The absolute value bars were for finding magnitude. The direction is found separately unless you don't take absolute values. I graphed what I was taking the limits from (shown below), |E_{A}| is the left side of the graph and |E_{B}| is the right side.

|E_{A}| = \dfrac{k\cdot Q_{A}}{x^2}=\dfrac{9\times10^9(7\times10^{-9})}{100^2} (testing as limit as x goes to infinity by using 100) this gives me a small Ex value as x goes to infinity.
I used the same equation except now using as the limit goes to zero.
This gave me the left side of the graph.

And as I've shown at the end of my first post, I used limits for |E_{B}|

Ex=k×10−9(−7x2+2(x−3)2)

Did you get this equation without using the absolute value bar? You kept the negative sign for 7. I did use that equation but I didn't add them together, it was separated.

 

[kuruman]

You have to add them together as I showed you because $E_x$ is the x-component of the net electric field, i.e. the superposition of the electric fields generated by each charge.

 

[FritoTaco]

So I get E_{x}=k\times10^{-9}\dfrac{-5x^2+42x-63}{x^2(x-3)^2}

 

[kuruman]

So I get $E_{x}=k\times10^{-9}\dfrac{-5x^2+42x-63}{x^2(x-3)^2}.$

Sure, if you think that this expression is easier for you to see what's going on.

 

[FritoTaco]

Alright, but I don't see how I graph based on the equation?

 

[kuruman]

Alright, but I don't see how I graph based on the equation?
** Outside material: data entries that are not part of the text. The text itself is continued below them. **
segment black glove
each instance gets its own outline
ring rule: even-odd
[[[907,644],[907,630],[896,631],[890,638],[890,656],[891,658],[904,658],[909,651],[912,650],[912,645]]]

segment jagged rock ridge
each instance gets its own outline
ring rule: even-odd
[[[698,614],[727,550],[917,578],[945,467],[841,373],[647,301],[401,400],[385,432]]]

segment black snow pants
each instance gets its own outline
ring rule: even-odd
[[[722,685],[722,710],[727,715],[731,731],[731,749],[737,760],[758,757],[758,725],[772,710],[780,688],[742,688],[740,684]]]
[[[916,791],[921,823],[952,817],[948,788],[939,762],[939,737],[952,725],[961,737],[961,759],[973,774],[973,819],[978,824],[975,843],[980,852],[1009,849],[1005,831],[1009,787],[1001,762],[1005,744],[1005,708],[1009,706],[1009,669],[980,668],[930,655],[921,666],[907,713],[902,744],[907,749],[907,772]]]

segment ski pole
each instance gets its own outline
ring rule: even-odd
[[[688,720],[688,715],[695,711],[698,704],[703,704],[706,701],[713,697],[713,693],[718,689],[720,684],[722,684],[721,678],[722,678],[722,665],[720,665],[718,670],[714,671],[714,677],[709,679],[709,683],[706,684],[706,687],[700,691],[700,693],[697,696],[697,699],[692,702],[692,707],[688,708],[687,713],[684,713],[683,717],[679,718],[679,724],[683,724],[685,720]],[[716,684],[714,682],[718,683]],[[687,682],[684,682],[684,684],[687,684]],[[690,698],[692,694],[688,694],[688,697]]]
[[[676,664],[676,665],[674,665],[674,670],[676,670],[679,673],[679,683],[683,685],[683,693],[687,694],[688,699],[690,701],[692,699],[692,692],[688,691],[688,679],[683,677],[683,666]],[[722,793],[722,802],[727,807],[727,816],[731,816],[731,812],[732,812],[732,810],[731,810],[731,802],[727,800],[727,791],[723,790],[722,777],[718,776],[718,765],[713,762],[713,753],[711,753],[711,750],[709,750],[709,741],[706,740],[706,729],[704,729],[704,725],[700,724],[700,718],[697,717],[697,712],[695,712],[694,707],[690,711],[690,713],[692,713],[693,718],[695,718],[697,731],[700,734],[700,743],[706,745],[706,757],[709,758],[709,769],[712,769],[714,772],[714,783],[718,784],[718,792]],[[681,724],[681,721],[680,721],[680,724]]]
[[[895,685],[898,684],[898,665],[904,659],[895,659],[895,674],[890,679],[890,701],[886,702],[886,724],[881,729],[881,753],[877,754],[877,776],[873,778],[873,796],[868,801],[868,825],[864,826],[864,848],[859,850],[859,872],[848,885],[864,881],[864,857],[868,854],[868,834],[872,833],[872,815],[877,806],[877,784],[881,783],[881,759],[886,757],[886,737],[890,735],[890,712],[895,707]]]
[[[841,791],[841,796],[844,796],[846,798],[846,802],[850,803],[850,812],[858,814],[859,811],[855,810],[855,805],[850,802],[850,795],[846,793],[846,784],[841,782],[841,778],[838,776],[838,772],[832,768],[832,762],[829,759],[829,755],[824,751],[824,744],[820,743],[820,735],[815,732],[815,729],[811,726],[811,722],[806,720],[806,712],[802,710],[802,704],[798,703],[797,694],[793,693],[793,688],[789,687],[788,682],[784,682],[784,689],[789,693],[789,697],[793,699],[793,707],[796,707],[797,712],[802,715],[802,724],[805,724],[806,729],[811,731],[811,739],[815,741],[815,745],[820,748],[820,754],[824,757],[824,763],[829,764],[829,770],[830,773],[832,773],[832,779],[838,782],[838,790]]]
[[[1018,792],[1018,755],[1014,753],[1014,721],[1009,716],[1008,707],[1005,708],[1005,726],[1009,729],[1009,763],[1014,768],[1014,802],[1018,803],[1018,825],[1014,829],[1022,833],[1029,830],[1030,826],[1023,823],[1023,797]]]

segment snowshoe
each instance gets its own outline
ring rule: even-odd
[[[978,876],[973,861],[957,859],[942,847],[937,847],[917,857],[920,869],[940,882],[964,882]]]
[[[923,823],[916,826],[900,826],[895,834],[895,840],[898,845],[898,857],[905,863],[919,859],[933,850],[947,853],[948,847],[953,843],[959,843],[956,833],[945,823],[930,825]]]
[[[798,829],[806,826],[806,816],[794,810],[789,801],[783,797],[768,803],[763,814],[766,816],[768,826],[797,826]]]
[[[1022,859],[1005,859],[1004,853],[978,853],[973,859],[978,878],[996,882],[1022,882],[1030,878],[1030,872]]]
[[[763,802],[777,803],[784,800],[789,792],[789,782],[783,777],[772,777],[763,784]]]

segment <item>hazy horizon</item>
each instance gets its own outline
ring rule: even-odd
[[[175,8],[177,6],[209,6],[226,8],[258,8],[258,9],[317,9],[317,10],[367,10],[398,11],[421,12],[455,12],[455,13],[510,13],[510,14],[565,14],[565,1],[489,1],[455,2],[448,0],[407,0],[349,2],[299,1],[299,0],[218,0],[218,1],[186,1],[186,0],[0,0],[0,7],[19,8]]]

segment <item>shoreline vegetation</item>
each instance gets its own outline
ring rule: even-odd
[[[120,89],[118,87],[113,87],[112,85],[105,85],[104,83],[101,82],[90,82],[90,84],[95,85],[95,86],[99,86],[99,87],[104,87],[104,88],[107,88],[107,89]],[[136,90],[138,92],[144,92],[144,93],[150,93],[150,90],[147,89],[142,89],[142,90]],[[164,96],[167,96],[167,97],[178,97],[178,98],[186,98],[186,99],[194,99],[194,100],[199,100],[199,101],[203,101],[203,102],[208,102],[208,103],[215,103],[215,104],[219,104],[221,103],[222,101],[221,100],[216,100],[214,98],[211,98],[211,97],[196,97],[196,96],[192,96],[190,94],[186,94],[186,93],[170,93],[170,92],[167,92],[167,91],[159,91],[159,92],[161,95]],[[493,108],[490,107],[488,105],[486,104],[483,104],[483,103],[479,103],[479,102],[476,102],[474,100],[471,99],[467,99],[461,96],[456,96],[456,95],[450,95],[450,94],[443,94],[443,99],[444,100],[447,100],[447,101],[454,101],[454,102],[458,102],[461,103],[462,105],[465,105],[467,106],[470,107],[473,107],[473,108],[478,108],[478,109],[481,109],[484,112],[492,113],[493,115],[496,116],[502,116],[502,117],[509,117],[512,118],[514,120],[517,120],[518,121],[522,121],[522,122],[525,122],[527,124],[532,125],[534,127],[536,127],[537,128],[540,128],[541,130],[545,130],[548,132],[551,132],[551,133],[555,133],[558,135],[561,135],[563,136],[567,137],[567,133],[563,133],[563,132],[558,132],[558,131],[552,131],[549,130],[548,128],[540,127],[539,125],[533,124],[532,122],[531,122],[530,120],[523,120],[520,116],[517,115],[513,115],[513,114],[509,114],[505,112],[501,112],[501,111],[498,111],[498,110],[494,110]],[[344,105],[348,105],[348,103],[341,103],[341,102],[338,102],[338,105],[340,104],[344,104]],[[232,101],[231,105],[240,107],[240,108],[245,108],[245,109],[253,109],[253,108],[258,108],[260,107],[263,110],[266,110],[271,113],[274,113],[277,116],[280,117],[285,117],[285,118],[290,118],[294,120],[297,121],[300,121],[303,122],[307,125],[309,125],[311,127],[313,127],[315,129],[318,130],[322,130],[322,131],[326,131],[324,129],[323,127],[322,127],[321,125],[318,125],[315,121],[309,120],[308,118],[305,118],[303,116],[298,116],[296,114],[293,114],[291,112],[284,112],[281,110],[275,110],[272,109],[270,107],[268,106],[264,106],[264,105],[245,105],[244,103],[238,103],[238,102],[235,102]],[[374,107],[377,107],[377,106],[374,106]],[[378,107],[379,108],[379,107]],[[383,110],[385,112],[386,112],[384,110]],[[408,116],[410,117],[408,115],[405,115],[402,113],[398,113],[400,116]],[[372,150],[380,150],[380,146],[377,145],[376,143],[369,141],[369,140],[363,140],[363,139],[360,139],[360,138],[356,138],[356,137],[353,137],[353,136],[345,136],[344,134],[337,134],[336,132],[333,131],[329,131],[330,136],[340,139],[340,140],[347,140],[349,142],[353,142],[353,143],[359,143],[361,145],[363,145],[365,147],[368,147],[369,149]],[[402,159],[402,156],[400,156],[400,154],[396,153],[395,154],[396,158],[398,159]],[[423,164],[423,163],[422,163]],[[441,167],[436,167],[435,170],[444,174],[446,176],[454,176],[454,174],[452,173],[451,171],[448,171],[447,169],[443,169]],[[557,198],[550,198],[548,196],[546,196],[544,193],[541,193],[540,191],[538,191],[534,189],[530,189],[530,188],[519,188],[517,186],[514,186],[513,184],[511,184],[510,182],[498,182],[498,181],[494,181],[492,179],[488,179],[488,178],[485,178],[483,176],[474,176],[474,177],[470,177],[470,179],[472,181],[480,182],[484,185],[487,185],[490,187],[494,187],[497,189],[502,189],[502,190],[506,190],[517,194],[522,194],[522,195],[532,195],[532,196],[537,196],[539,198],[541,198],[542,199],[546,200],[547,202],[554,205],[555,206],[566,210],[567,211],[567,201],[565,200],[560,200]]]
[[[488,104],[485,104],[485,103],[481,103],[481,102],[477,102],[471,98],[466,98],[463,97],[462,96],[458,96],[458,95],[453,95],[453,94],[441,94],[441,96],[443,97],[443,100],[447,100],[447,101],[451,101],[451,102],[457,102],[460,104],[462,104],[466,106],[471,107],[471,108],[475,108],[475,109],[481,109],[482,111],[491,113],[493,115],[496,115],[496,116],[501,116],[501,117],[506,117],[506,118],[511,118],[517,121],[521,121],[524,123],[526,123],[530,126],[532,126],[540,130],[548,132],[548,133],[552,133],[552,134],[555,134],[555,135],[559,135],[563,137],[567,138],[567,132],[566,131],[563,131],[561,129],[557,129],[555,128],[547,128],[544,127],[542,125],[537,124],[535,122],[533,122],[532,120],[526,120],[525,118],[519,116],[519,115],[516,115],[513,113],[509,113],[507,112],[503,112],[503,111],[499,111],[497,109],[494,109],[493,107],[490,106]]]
If you don't want to use a graphing calculator, spreadsheet or other such mathematical tool, you can do it ye olde fashioned way, the way I was taught in high school.
1. First find what your function does at very large +x and -x values.
2. Find the in-between points of interest. These are: (a) points where the function is zero; points where the function goes asymptotically to plus or minus infinity; points where the function has an extremum, maximum or minimum.
3. Connect the dots.

 

[FritoTaco]

Alright, thanks. I don't have time as of now so I will do it later!